Every job is different, and business suits may not be appropriate for your line of work. But you shouldn’t show up for your first day looking sloppy. Avoid jeans, T-shirts, and sneakers, at least until you get a sense of what your new work environment is like from the inside. You can always adjust to more casual attire once you get comfortable at the company. However, you should focus on showing people you are serious about making a difference in the firm. Whether you like it or not, your physical appearance matters.
When you are meeting someone for the first time, ask them a question or two. “Where are you from?” “How long have you been with the company?” People like to talk about themselves, and this will give you some time to see how they interact with others. They will appreciate your showing an interest in them right away, versus just thinking about your own situation.
Here are some things to keep in mind for your first day:
Show up early
Have you ever noticed that when you smile at someone, their instant knee-jerk reaction is to smile back? Smiling will give them a sense that you are thrilled to be there and that you’re excited about the opportunity ahead.
I’ve hired hundreds of people over the years, and I can tell you from experience that Gladwell hit the nail on the head. The first time I meet someone, whether it’s my intention or not, I form an instant opinion of them. Are they smart, confident, polished, nervous, timid, or passionate? It’s only natural for people to feel pressure the first time they meet their superior or new coworkers, but it also sets the stage for how they will handle themselves when they meet a potential client for the first time.
The legendary football coach Vince Lombardi insisted his players be 15 minutes early to every meeting or practice. If you were on time, you were 15 minutes late. You should be prompt in all aspects of your business life, but as a first impression, it’s essential. No one wants to see you running through the front door two minutes before you are supposed to start on your first day. It will also give you time to settle in and breathe a bit before meeting your new coworkers.
The Leadership Insiders network is an online community where the most thoughtful and influential people in business contribute answers to timely questions about careers and leadership.

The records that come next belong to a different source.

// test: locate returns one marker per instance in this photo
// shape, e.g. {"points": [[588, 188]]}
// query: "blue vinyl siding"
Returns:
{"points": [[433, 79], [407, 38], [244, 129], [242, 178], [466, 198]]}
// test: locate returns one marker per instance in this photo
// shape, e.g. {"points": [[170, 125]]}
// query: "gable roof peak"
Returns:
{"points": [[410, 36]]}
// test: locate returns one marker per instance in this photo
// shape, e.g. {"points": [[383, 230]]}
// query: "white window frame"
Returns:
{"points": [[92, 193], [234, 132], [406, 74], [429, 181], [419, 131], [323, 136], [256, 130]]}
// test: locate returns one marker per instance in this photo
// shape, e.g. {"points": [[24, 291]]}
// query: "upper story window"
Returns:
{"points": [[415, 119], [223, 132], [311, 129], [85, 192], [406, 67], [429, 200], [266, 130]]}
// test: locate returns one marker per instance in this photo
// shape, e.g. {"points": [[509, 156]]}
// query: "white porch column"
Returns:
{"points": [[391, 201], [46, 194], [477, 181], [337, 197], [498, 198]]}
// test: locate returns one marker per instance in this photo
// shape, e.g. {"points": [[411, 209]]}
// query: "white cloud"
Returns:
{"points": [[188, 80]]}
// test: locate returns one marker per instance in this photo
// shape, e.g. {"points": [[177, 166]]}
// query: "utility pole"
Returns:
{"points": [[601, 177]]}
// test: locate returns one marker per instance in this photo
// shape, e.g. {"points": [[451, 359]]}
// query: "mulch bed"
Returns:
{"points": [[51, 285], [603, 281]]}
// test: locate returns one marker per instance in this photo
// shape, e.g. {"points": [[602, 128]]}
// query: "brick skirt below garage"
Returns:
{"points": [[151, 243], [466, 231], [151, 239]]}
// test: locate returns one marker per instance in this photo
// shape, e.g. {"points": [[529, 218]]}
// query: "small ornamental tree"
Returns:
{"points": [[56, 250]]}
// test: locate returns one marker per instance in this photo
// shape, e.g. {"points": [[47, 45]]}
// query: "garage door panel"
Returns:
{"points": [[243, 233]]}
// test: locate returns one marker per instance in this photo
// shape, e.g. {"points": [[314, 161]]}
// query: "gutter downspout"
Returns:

Today’s answer to the question, “How do you make a great first impression at work?” is written by Ed Mitzen, founder of Fingerpaint.
Day one at your new job can be exciting, nerve-wracking, and exhausting all at the same time. As you walk through the doors, remember that first impressions matter. If you think they don’t, read the book Blink: The Power of Thinking Without Thinking by Malcolm Gladwell. In his 2005 best seller, Gladwell reinforces the belief that people formulate opinions in the first several seconds of interacting with someone.
新做事的第镇日能够既让人昂扬，又令人懊丧和疲劳。当你走进公司大门时，切记第一印象很主要。倘若你认为人们不望重第一印象，能够读读马尔科姆·格拉德威尔的《眨眼之间：不伪思索的思考力量》（Blink: The Power of Thinking Without Thinking）。在这本2005年出版的畅销书中，格拉德威尔进一步表清新秀们在与你接触的最初几秒内，就会形成对你的印象。
It’s amazing to me how many young adults new to the workforce fail to shake hands firmly and make eye contact. People want to know that you’re engaged and confident. A weak handshake tells me you’re timid. Looking anywhere other than my eyes when we talk shows me you are either incredibly nervous, distracted, or bored—all are bad. You got the job for a reason. You belong there. Show your new coworkers you are a confident, but not cocky, new hire.